Ruling that the Class Action Fairness Act (CAFA) permits an appeal from a district court’s sua sponte remand order, a divided Ninth Circuit Court of Appeals panel has determined that declarations filed by the defendant as to the amount in controversy were sufficient to establish that CAFA’s $5-million jurisdictional threshold had been met. Watkins v. Vital Pharm., Inc., No. 13-55755 (9th Cir., decided July 2, 2013).

On behalf of a putative nationwide class, the plaintiff alleged in state court that the defendant deceived consumers by claiming that its ZERO IMPACT® protein bars have “little to no impact on blood sugar.” The complaint states that “the aggregate damages sustained by the Class are likely in the millions of dollars” and seeks damages, restitution, disgorgement, and attorney’s fees and costs.

The defendant removed the action to federal court under CAFA and, according to the court majority, filed two declarations to support its assertion that CAFA’s $5-million amount-in-controversy requirement is met. Trial counsel’s declaration recited the complaint’s allegation about aggregate damages and concluded, because the product had been sold to thousands of consumers, that the amount in controversy exceeded $5 million to “a legal certainty.” Company accountant Richard Cimino declared that nationwide sales for the product in the preceding four years exceeded $5 million.
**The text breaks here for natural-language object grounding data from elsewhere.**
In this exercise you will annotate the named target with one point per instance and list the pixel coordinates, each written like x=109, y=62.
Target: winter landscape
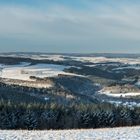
x=69, y=70
x=69, y=91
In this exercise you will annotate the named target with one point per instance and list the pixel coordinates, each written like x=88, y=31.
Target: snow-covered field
x=126, y=133
x=23, y=71
x=108, y=93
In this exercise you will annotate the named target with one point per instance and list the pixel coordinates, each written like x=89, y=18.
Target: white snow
x=121, y=133
x=108, y=93
x=131, y=61
x=23, y=71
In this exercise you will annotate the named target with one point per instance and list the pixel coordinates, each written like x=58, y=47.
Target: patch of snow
x=121, y=133
x=23, y=71
x=108, y=93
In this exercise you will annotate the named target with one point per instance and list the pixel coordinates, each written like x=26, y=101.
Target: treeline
x=74, y=116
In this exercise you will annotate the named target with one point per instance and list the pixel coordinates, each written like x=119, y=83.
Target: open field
x=127, y=133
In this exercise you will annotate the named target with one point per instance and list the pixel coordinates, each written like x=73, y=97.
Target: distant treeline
x=75, y=116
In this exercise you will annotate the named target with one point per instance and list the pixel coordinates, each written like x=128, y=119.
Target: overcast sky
x=67, y=26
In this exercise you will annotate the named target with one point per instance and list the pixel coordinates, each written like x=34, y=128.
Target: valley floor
x=126, y=133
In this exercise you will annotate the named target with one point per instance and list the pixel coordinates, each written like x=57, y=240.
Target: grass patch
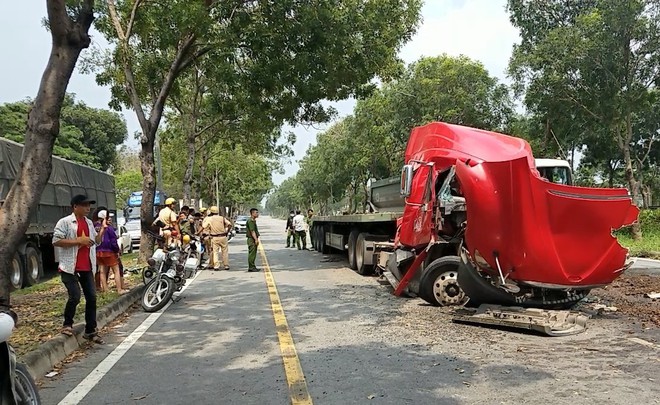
x=41, y=309
x=649, y=246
Without discussion, the Ninth Circuit agreed that the undisputed Cimino declaration was sufficient to meet CAFA’s requirement. A concurring and dissenting jurist, finding that it was unclear whether the district court had seen the Cimino declaration and that the declaration was insufficient as a matter of law to establish that the company had met its burden, would have remanded the matter for the district court “to determine in the first instance, in light of the Cimino declaration, whether Vital met its burden of proving that the amount in controversy exceeds $5 million.” According to this judge, “I cannot endorse Vital’s paltry showing as the new standard for meeting CAFA’s heretofore more demanding requirement.”